Estoy por cumplir un año de confinamiento, como casi todos mis paisanos. Íbamos a guardarnos por dos semanas y estamos ya en la 51. Engordé y enflaqué. Lloré y reí… hoy estoy hasta la madre.
Hice ejercicio. Dejé de hacerlo. Leí, tomé cursos, aprendí y seguí con mi vida lo mas parecido a lo normal. Asistí a webinars para ayudar a mis hijas a enfrentar esto, para ser mejor papá, para que no me ganara la desesperación. Estoy hasta el gorro de que me den consejos y me digan cómo sacarle provecho a esta chingadera.
Recé. Engordé otra vez. Me convertí en la señora de las plantas, me aficioné por la cocina y empecé a a trabajar demasiadas horas extra.
Estoy agradecido por estar como estoy, por estar bien y tener empleo, por no haber perdido a nadie, por estar vivo. En verdad, lo estoy, pero hoy es uno de esos días fatídicos.
Y se vale despotricar.
Mis niñas me piden salir, pero saben que no podemos “porque el coronavirus no se ha ido”, pero insisten en ver a sus amigos. Tienen cuatro y seis.
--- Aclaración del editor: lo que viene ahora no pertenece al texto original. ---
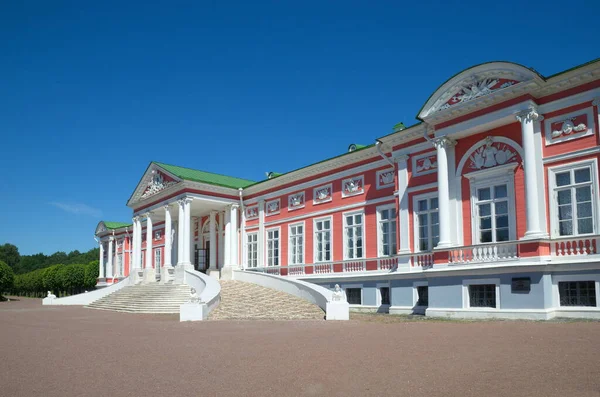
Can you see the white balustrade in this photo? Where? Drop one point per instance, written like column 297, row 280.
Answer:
column 295, row 270
column 575, row 246
column 354, row 266
column 387, row 263
column 482, row 253
column 323, row 268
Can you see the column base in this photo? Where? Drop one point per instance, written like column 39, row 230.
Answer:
column 149, row 276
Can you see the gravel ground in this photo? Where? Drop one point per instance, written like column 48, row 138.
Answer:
column 73, row 351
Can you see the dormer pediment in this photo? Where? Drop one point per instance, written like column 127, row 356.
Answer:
column 479, row 87
column 155, row 180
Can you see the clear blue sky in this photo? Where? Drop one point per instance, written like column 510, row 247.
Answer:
column 94, row 91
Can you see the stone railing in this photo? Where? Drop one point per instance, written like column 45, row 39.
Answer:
column 87, row 297
column 320, row 296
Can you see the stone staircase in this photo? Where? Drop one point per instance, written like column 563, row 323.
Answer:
column 247, row 301
column 148, row 298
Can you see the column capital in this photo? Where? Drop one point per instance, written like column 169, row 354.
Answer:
column 443, row 142
column 401, row 158
column 529, row 115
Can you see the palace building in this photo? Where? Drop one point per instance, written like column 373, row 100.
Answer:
column 487, row 207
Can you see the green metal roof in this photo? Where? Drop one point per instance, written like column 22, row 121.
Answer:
column 115, row 225
column 205, row 177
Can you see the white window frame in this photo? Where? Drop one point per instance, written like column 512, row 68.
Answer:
column 378, row 297
column 249, row 251
column 416, row 293
column 290, row 239
column 380, row 221
column 504, row 174
column 416, row 224
column 574, row 277
column 552, row 171
column 278, row 229
column 315, row 241
column 345, row 226
column 466, row 297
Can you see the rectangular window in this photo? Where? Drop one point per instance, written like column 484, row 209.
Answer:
column 252, row 249
column 296, row 238
column 353, row 231
column 482, row 295
column 422, row 295
column 354, row 296
column 492, row 214
column 385, row 295
column 273, row 247
column 574, row 201
column 577, row 293
column 387, row 231
column 428, row 223
column 323, row 240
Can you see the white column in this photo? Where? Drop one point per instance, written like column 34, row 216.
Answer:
column 138, row 255
column 441, row 144
column 180, row 232
column 221, row 256
column 213, row 240
column 403, row 214
column 111, row 240
column 101, row 266
column 261, row 234
column 168, row 237
column 233, row 228
column 149, row 256
column 227, row 257
column 527, row 118
column 187, row 238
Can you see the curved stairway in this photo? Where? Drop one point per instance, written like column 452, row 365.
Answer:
column 148, row 298
column 247, row 301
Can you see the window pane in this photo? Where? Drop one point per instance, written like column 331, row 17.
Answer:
column 563, row 178
column 502, row 221
column 500, row 191
column 483, row 194
column 564, row 197
column 583, row 194
column 485, row 210
column 582, row 175
column 585, row 225
column 501, row 208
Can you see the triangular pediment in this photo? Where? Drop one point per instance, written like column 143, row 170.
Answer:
column 155, row 180
column 478, row 87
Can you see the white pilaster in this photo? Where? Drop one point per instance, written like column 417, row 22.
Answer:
column 227, row 257
column 442, row 144
column 180, row 232
column 261, row 234
column 111, row 240
column 101, row 265
column 221, row 256
column 233, row 256
column 187, row 238
column 149, row 271
column 213, row 240
column 168, row 237
column 527, row 119
column 403, row 214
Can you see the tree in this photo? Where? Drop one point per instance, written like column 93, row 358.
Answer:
column 9, row 254
column 6, row 278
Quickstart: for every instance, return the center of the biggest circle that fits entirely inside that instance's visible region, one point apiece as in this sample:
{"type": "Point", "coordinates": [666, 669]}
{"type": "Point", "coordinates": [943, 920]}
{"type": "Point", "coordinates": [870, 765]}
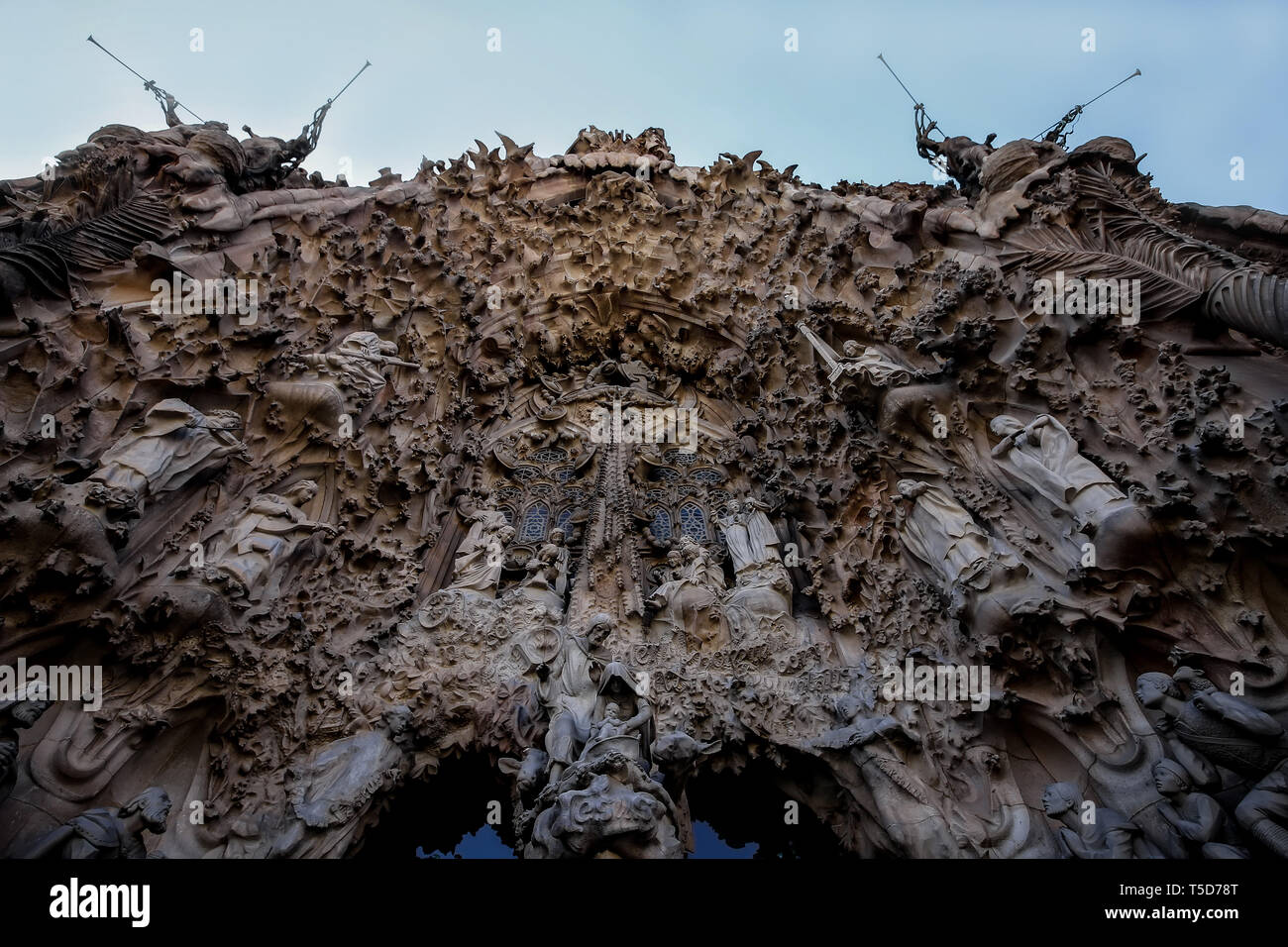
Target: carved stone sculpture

La grande vivió dos años de kínder, la pequeña estuvo un año. Quiere jugar y estoy seguro que le falta contacto con otros pequeños.
Las quise llevar a terapia, están saturados los psicólogos infantiles o andan haciendo su agosto con todos los papás que estamos desesperados de ver los cambios de actitud: gritos, lágrimas, berrinches y tristezas.
Las dos nos acusan que “están todo el tiempo en casa, pero no conviven con nosotras”, argumentan. Tienen razón. La vista cansada llega después de los 45, pero ya la vivo por la compu.
Veo a mis alumnos desgastados, a mis amigos tristes y mi reflejo demacrado. Las ojeras ya se marcan más, las canas son notorias y el insomnio se hace presente un par de noches por mes.
Me conflictúa estar encabronado sabiendo que debería estar agradecido, disto mucho de la perfección, lo siento. Hoy estoy hasta la madre del encierro. Pero solo tengo que sobrevivir hoy.
Mañana será otro día. Pero mientras, leyendo a Frankl, algún sentido podremos encontrarle al día.